The World Health Organisation estimates that five lakh cases of kala-azar, with around 50,000 deaths, could be occurring each year in the Indian subcontinent, parts of Africa, southern Europe as well as central and south America. Among parasitic diseases, only malaria kills more people.
Nearly one lakh people become infected annually in India, Bangladesh and Nepal, according to the WHO figures. In India, the disease is endemic in Bihar, Jharkhand, Uttar Pradesh and West Bengal.
Drugs to treat the infection are toxic and expensive, and drug resistance has grown. No vaccine has yet been licensed to prevent infection.
In their quest for a vaccine, the Indian scientists have taken advantage of the Leishmania parasite’s inability to synthesise a crucial iron-containing molecule, haem, that it needs. It therefore relies on pulling in its human victim’s haemoglobin, the molecule that allows red blood cells to carry oxygen all over the body. The parasite then breaks up the haemoglobin and makes use of the haem.
Amitabha Mukhopadhyay of the National Institute of Immunology in Delhi and others showed 14 years back that the parasite used a protein on its outer surface to attach and drag in the haemoglobin. This protein is known as the haemoglobin receptor.
Dr. Mukhopadhyay and his colleagues have now found that a vaccine aimed at this receptor was able to protect mice and hamsters from the parasite. Their work has just been published in Science Translational Medicine .
The scientists made the vaccine by putting genetic information for the haemoglobin receptor into a strip of DNA. This DNA was then injected into the muscles of mice and hamsters. Muscle cells took up the DNA and produced the receptor protein. The protein generated a range of protective immune responses in the animals, including the production of antibodies that could block the haemoglobin receptor when the actual parasite turned up. The parasite was thus prevented from getting the haemoglobin it needed to survive.

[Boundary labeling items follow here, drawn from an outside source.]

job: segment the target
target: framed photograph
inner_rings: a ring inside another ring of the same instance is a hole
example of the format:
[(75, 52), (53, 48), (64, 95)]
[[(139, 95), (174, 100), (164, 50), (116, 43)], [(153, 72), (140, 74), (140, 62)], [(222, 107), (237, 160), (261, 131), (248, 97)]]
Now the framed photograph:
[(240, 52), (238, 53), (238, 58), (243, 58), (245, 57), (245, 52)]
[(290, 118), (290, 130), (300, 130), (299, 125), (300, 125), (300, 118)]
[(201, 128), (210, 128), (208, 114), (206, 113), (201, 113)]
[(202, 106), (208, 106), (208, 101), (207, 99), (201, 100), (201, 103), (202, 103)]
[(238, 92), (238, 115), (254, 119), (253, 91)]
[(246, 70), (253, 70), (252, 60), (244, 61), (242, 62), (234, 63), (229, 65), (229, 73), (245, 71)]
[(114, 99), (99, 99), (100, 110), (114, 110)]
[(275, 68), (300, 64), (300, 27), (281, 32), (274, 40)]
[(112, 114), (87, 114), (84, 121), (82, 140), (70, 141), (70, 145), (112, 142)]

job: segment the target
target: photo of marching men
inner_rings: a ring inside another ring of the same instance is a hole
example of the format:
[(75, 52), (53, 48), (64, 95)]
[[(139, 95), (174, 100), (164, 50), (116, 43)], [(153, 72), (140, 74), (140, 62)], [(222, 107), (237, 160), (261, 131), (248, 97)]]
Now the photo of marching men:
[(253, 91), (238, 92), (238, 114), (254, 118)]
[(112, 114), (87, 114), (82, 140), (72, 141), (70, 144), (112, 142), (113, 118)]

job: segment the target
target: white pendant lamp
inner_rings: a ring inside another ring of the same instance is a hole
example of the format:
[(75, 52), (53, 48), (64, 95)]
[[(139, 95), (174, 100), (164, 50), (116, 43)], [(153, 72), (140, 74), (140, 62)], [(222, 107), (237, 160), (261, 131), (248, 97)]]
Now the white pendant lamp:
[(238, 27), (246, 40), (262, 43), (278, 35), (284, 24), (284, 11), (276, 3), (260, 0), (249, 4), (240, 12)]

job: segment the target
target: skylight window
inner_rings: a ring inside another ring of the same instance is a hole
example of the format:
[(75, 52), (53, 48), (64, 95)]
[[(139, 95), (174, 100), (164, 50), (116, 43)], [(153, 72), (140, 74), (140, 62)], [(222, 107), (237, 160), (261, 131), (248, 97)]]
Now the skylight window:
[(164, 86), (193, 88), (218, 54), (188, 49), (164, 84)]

When animals immunised in this fashion were subsequently injected with virulent strains of Leishmania donovani , they had far fewer parasites in the liver and spleen than those that had not been vaccinated. In the case of hamsters, all vaccinated animals remained healthy after being administered lethal doses of the parasite while unvaccinated ones died.
As the haemoglobin receptor was very similar across various Leishmania species, the vaccine might provide protection against all forms of leishmaniasis, said Dr. Mukhopadhyay in an email. But this needed experimental validation, he cautioned.
Creating a vaccine against the haemoglobin receptor appeared to be a “very promising” approach, commented Neeloo Singh, a scientist at the Central Drug Research Institute in Lucknow who studies Leishmania parasites.
However, a vaccine against kala-azar developed by the Infectious Disease Research Institute (IDRI) at Seattle in the U.S. was ready to start clinical trials in India, she noted.
Good immune response
The IDRI vaccine comprises a purified form of two parasite proteins fused together, given along with an additive to boost the immune response. The vaccine has already completed Phase 1 clinical trials in the U.S. to demonstrate safety and the ability to evoke a robust immune response.
The DNA vaccine demonstrated in animals had been a wholly indigenous effort, starting with identification of the haemoglobin receptor, pointed out Dr. Mukhopadhyay. Taking the work forward to deliver a proven vaccine would require a tie-up with industry and support from governmental funding agencies, he told this correspondent.